Pasó sus primeros 15 años a cargo de la Misión de Vagaindrano, en el sur de la isla, donde se ocupó de la parroquia, construyó escuelas, dispensarios y una iglesia. Allí contrajo paludismo. En 1989, con su salud quebrantada, se hizo cargo del seminario de la Congregación en Antananarivo. La crisis económica era total y se encontró con gente viviendo en las calles y en los basurales en condiciones infrahumanas. El gran secreto de Akamasoa fue canalizar la ayuda externa recibida en obras concretas y verificables: viviendas, escuelas, hospital, dispensarios y terrenos deportivos. Generando, a la vez, fuentes de empleo. 
“El asistencialismo, cuando se vuelve permanente (salvo extrema necesidad) convierte en dependiente al sujeto de la asistencia y Dios vino al mundo para hacernos
libres, no esclavos”, decía Pedro en 2004, cuando lo entrevisté para el libro “Un viaje a la Esperanza” (Ed. Lumen). En Akamasoa, todos deben trabajar para cambiar la realidad.
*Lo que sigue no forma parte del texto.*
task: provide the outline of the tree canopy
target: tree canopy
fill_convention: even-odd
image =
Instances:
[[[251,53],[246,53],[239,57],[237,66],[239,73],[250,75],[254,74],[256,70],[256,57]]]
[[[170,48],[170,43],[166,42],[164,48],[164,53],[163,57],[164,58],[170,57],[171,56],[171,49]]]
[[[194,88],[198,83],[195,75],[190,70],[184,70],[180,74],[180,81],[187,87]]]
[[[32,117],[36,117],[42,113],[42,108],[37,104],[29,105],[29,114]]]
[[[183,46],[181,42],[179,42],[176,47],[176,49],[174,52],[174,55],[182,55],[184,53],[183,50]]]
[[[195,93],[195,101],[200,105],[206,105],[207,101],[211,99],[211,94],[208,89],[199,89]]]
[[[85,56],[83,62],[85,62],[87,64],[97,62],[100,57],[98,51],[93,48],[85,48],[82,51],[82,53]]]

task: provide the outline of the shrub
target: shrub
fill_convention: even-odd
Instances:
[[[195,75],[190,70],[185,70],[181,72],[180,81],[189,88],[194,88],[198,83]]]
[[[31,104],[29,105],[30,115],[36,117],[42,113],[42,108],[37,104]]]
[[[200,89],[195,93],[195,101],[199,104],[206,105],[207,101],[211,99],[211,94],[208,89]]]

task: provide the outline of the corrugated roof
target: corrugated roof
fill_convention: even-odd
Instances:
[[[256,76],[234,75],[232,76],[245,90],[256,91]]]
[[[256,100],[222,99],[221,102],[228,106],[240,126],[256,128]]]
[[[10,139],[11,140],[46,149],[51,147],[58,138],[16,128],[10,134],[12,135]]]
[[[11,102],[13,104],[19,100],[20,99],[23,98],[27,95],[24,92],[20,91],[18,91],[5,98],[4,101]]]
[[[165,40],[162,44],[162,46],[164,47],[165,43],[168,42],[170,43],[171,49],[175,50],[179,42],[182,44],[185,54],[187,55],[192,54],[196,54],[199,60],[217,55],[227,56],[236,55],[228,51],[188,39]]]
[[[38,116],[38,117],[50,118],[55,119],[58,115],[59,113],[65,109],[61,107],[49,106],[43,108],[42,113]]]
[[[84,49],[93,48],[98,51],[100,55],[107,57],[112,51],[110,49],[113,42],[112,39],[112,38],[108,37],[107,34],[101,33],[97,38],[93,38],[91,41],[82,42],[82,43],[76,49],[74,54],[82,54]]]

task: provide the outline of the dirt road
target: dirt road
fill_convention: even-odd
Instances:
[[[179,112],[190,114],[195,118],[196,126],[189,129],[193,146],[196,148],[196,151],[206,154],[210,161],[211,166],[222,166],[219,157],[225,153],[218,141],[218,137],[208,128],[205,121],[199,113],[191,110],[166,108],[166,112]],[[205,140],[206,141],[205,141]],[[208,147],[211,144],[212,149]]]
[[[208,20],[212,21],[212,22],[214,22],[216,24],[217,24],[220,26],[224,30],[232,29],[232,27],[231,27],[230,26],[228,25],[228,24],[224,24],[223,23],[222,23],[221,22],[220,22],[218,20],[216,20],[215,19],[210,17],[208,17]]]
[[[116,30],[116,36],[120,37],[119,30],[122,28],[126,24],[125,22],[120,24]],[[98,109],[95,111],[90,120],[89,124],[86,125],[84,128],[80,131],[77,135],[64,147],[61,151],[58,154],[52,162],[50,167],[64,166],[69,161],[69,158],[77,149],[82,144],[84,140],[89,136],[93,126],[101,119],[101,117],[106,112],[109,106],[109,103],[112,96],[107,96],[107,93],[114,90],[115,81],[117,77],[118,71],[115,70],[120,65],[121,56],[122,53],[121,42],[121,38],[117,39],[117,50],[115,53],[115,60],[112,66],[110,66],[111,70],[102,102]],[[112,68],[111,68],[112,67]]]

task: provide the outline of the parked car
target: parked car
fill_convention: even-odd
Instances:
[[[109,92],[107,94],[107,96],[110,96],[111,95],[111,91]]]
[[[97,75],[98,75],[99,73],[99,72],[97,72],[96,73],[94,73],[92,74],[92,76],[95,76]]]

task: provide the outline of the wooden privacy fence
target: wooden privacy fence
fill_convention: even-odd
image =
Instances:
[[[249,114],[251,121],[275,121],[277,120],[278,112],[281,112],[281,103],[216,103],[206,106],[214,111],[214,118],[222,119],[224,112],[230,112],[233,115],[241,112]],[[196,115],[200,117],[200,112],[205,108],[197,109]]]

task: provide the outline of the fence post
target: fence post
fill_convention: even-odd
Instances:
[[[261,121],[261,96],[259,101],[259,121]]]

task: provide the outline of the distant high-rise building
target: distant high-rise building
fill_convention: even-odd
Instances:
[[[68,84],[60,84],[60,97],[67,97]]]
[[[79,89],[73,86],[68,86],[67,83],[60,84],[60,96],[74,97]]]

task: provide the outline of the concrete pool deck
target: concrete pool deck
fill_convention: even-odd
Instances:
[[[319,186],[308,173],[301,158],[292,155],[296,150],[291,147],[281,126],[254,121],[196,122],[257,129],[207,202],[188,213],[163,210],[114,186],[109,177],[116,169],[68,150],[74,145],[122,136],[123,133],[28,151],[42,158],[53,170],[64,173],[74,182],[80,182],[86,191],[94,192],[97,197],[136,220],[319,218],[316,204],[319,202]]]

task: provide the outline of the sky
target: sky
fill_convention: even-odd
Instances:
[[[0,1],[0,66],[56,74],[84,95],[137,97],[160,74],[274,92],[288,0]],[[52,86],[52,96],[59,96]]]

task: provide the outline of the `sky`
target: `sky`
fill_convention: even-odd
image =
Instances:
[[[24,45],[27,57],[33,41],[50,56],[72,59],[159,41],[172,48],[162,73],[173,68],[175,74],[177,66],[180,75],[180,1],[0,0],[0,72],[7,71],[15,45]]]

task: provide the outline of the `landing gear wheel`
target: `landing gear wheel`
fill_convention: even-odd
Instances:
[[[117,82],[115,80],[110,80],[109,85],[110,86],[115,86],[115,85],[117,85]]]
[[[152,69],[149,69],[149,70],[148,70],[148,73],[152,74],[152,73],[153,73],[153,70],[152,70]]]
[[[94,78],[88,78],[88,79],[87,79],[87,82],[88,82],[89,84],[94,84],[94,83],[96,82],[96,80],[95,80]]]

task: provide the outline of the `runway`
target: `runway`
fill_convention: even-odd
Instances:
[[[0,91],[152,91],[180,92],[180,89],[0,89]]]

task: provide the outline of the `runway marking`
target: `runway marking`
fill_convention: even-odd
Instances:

Hoy, a 19 años, los números hablan por sí solos: 17.000 personas tienen su propia casa en cinco pueblos de la Asociación; 8.000 chicos asisten a las escuelas  y  3.000 personas trabajan en canteras, fabricación de muebles y artesanías, y servicios comunitarios. Asimismo, más de 250.000 personas reciben ayuda  temporal en su Centro de Acogida.